While Press states that the purpose of the interviews was to compare life stories of salvation and conversions (ix), much of the analysis remains abstract and often meanders indistinctly between mission theology, anthropology, and mission history. This shortcoming is largely due to the lack of theoretical framing regarding salvation. Press deliberately grounds salvation in classical theology because he thinks that it still offers guidance to Melanesians navigating a new world (xii). He looks at Melanesia with the assumption that its people live in confusion, between tradition and modernity (xi–xii). According to the pastor, religion for the Melanesians is an interventionist practice that offers a promise of salvation.
The logic of salvation thus becomes the work of God that is committed to guiding the transition from tradition to modernity. But current predicaments of life in Melanesia include poverty, failing health and education services, growing gender inequality, mounting domestic violence, and struggles over regional autonomy that often bring to light the limitations of alternative forms of leadership and governance. Press does not pay much attention to such issues, let alone the variety of local social, political, and theological responses to them.
A recurring theme is that salvation is often seen as the act of being rescued by God from the consequences of wrongdoing. This, as Press highlights in chapter 2, is the result of early missionaries’ focus on law, a tendency that continues in the traditional churches they helped to establish. While Press presents some interesting material on people’s fear of God, reflecting views of ethical behaviour that are mostly drawn from missionary teachings, he pays less attention to continuities and discontinuities with pre-Christian and contemporary customary ethics.
On top of that, Press curiously interprets people’s fear of God as a result of the incommensurability of the idea of the grace of God in the atoning death of Jesus from the eschatological perspective of the New Testament with the “presence-oriented Melanesian worldview” (65). Press founds this observation on the assumption that people in Melanesia have no conception of an afterlife. “The spirits of the dead were believed to roam around or to live on specific mountain or island areas” (65). Many anthropological studies of Melanesian culture point to the fact that the lives of ancestral spirits exist through their multiple relationships with humans in the past, present, and future. People relate to these spirits as a continuous presence: in mythological times, during contemporary activities, and in the future.

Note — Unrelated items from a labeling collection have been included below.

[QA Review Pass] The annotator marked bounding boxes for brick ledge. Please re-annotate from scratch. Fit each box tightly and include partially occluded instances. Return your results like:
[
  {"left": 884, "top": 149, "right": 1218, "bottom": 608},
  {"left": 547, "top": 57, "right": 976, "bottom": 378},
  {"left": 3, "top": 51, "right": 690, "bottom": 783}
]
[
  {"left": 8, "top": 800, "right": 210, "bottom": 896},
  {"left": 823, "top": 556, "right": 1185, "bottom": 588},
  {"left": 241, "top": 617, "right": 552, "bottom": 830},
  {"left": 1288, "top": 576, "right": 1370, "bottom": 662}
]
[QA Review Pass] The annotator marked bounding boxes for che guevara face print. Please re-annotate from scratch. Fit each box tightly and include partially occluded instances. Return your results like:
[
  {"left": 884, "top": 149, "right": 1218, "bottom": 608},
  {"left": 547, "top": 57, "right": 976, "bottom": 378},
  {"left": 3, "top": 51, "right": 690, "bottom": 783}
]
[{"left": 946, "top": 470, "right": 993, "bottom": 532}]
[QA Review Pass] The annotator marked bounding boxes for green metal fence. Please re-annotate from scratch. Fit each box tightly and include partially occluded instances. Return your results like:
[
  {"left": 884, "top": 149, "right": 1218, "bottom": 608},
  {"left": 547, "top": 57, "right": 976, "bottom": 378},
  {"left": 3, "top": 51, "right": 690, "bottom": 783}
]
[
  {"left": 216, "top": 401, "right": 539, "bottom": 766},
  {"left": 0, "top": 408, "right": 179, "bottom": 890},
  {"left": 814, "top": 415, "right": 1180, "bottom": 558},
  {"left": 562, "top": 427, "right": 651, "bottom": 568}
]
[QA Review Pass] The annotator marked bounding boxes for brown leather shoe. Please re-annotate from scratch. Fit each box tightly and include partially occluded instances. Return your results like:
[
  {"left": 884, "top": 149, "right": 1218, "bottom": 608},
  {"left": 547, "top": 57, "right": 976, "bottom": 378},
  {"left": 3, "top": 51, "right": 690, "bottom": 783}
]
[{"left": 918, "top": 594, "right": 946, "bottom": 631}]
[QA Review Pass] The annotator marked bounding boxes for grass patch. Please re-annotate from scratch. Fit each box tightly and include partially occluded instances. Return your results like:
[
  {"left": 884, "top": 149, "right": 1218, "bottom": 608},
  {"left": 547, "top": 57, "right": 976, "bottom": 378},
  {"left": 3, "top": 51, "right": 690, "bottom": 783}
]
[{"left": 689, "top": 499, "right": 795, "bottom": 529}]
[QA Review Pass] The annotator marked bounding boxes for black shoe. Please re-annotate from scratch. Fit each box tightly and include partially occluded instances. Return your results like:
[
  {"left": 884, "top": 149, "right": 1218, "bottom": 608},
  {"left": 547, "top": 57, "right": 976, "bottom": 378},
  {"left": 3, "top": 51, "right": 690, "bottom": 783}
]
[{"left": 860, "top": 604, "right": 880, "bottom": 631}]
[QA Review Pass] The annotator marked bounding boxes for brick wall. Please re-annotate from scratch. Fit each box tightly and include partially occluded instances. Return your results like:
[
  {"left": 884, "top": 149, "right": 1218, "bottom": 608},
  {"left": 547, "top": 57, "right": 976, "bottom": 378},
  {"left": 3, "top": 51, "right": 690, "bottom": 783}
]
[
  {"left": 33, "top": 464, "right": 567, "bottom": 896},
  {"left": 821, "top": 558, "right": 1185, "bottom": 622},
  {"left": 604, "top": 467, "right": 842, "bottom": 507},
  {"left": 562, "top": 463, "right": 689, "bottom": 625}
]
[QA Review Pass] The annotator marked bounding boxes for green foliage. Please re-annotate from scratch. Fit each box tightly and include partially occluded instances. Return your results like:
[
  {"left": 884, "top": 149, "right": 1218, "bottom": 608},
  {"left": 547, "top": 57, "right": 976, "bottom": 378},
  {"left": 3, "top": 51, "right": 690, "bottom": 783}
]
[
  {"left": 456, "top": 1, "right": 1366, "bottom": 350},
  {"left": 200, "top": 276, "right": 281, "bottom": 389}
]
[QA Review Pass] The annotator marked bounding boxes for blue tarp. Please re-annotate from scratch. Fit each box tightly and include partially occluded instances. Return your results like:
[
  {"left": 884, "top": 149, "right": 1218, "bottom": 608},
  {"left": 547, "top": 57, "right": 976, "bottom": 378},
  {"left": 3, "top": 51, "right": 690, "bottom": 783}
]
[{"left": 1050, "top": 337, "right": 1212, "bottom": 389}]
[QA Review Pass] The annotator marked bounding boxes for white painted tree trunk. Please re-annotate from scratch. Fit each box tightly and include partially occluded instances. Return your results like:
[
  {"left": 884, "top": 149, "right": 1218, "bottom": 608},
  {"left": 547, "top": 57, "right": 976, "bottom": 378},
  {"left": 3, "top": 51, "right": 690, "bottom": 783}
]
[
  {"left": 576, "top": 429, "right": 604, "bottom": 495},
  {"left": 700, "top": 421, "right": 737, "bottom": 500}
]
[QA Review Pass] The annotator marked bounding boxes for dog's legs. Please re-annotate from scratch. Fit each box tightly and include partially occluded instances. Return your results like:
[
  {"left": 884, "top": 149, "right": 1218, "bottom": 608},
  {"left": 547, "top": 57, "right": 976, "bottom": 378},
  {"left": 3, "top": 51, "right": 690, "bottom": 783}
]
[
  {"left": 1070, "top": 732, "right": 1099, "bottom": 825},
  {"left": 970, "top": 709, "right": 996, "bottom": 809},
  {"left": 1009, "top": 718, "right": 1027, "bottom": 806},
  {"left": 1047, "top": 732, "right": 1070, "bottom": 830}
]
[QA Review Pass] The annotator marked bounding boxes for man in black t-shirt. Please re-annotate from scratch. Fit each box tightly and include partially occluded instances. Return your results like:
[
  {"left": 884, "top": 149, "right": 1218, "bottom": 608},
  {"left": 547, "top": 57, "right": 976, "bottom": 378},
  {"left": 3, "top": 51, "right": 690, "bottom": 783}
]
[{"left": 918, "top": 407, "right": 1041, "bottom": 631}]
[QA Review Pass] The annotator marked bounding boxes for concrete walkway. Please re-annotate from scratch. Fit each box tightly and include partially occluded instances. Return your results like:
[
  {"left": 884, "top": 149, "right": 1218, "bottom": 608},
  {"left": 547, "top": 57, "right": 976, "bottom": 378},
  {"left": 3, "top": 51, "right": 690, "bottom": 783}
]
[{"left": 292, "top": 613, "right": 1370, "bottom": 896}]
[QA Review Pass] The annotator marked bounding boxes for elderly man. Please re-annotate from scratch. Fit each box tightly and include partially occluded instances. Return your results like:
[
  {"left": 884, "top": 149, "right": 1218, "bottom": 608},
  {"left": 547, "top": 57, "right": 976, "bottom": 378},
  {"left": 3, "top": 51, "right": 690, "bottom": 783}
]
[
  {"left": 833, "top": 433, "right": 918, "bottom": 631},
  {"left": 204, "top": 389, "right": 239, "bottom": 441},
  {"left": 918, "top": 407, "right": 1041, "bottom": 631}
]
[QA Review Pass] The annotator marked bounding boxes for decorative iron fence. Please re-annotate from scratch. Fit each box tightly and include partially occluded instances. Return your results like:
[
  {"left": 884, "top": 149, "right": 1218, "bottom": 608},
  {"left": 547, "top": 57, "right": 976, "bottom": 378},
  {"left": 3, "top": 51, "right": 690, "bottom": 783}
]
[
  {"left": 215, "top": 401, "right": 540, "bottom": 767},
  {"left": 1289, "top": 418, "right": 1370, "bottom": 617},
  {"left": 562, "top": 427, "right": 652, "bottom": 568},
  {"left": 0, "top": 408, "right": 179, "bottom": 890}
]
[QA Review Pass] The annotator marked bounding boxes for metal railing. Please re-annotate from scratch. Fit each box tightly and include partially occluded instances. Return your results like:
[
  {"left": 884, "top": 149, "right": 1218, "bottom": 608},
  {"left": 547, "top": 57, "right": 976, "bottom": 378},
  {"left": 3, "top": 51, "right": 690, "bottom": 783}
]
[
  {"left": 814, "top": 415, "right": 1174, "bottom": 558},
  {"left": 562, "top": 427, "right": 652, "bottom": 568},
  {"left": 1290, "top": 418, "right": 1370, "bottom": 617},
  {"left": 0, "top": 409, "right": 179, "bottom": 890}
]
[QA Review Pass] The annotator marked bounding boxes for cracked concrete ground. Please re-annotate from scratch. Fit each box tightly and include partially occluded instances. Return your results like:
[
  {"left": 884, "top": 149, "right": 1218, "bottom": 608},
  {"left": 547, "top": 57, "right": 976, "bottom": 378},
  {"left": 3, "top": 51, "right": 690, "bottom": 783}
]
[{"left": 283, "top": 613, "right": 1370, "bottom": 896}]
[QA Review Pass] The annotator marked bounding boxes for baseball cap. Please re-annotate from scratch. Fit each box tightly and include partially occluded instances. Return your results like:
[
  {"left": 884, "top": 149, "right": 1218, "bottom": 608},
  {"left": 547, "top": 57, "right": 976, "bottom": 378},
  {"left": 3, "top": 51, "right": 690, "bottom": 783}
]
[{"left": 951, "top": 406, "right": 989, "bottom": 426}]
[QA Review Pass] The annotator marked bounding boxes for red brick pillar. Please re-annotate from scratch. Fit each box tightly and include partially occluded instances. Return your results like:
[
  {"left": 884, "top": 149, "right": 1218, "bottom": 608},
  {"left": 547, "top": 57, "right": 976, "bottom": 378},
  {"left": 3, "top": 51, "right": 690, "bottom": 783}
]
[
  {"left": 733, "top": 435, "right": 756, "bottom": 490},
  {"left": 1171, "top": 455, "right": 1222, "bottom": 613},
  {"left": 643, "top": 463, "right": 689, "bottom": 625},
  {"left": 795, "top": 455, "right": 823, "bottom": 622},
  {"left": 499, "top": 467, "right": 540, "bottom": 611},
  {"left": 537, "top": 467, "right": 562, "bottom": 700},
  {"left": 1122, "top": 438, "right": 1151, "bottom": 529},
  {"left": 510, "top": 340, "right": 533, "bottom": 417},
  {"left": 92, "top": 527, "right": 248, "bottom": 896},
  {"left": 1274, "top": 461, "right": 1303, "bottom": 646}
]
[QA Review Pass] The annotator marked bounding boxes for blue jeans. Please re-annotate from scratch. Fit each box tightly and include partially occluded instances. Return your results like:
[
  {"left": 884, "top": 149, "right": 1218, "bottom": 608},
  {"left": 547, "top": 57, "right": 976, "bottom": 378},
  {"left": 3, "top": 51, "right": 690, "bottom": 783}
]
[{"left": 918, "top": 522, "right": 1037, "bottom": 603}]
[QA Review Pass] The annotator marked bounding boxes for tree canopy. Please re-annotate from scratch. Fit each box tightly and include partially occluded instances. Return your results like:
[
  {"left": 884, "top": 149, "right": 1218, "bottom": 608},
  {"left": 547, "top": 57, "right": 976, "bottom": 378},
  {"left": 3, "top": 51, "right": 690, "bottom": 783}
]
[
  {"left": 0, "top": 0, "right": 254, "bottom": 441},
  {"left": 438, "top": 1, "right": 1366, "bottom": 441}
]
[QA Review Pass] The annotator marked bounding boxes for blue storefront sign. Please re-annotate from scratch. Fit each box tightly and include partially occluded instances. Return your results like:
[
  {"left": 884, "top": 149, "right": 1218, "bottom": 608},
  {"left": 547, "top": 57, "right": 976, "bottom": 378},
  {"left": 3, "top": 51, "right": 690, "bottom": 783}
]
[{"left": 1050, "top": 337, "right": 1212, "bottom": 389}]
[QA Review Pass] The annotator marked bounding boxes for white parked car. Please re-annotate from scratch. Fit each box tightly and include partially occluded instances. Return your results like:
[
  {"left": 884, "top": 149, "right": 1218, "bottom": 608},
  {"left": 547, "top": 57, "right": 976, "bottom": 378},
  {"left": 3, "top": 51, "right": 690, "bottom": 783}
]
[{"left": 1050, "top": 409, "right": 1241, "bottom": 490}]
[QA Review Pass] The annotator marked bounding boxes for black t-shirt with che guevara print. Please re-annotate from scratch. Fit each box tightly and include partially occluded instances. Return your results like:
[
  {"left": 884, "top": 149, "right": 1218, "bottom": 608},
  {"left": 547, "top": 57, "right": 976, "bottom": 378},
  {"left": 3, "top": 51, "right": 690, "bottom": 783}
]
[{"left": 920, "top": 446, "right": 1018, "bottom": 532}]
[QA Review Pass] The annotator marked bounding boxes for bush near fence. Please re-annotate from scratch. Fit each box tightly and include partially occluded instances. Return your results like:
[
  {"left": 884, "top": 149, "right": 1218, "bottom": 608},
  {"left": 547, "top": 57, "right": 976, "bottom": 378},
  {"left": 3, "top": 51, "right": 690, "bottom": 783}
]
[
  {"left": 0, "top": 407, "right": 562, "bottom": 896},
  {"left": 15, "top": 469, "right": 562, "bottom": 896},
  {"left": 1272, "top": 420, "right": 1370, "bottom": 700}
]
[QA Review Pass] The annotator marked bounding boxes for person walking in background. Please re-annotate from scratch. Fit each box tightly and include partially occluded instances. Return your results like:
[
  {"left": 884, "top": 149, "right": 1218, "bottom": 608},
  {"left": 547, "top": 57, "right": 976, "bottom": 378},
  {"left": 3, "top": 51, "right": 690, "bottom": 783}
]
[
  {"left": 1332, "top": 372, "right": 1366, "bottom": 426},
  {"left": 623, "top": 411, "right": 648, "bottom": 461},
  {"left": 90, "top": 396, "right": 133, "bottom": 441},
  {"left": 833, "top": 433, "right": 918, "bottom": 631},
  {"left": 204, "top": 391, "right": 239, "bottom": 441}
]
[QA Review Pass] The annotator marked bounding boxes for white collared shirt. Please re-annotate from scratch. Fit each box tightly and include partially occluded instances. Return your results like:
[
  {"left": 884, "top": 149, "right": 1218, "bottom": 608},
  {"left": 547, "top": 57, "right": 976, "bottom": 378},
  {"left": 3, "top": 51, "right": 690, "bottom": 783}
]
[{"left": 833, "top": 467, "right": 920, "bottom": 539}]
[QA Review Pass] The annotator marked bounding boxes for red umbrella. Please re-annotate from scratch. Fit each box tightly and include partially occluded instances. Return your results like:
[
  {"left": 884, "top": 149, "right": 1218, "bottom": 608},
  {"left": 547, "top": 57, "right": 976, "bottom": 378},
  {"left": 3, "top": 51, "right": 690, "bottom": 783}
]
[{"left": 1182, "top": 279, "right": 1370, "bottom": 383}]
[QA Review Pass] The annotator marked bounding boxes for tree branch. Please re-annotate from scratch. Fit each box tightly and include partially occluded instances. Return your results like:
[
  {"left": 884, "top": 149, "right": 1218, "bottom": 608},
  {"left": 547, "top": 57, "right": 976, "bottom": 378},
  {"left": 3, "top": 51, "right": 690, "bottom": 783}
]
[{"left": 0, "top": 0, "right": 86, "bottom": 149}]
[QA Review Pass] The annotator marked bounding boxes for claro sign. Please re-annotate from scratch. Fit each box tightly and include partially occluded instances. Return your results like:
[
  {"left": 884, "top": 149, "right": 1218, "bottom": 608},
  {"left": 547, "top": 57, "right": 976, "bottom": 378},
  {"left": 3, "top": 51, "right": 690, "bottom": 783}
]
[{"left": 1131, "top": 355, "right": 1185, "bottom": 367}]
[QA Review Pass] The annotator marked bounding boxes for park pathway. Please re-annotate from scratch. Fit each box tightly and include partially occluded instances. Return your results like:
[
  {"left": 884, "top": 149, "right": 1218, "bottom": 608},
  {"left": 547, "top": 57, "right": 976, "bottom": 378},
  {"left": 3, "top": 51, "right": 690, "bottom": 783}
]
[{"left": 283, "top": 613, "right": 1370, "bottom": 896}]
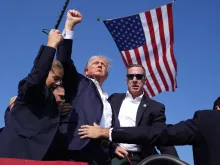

Chapter 4 focuses on the advent of Pentecostalism. Pentecostal theology results from personal encounters with God and often evokes wondrous things that will be fully realized at the end of times, which for many is to happen now, in the time that remains. Where Press sees “a danger in the instability and deceitfulness of emotions” (175), one of these wonders is that through Pentecostal theology and worship a believer can become a new person, in the sense of feeling justified and empowered by the presence of the Holy Spirit. These kinds of conversions have political consequences as well, as illustrated by a recent attempt by Theodore Zurenuoc, the House speaker of Papua New Guinea, to prepare the nation to become a New Jerusalem. Zurenuoc’s move was part of the Restoration, Reformation, and Modernization Program of the Unity Team formed by public servants, priests, and professionals, all inspired by Evangelical/Pentecostal theologies.
Finally, in his approach to conversion, Press focuses too much on the event, despite the field of conversion studies having moved towards a more process-oriented, whole-life approach. In addition, conversion does not simply have to refer to a move from one religion to another but can include more subtle changes in religious affiliation and commitment between denominations or even within the same faith group. Some of these subtleties come to the fore in the interview materials reported in this book but are often not constructively taken up by Press.
Though Salvation in Melanesia does not provide significant new insights into how people in Melanesia see and live salvation it is still worth a read, especially for regional specialists interested in how mission Christianity reflects on a people’s past, present, and future.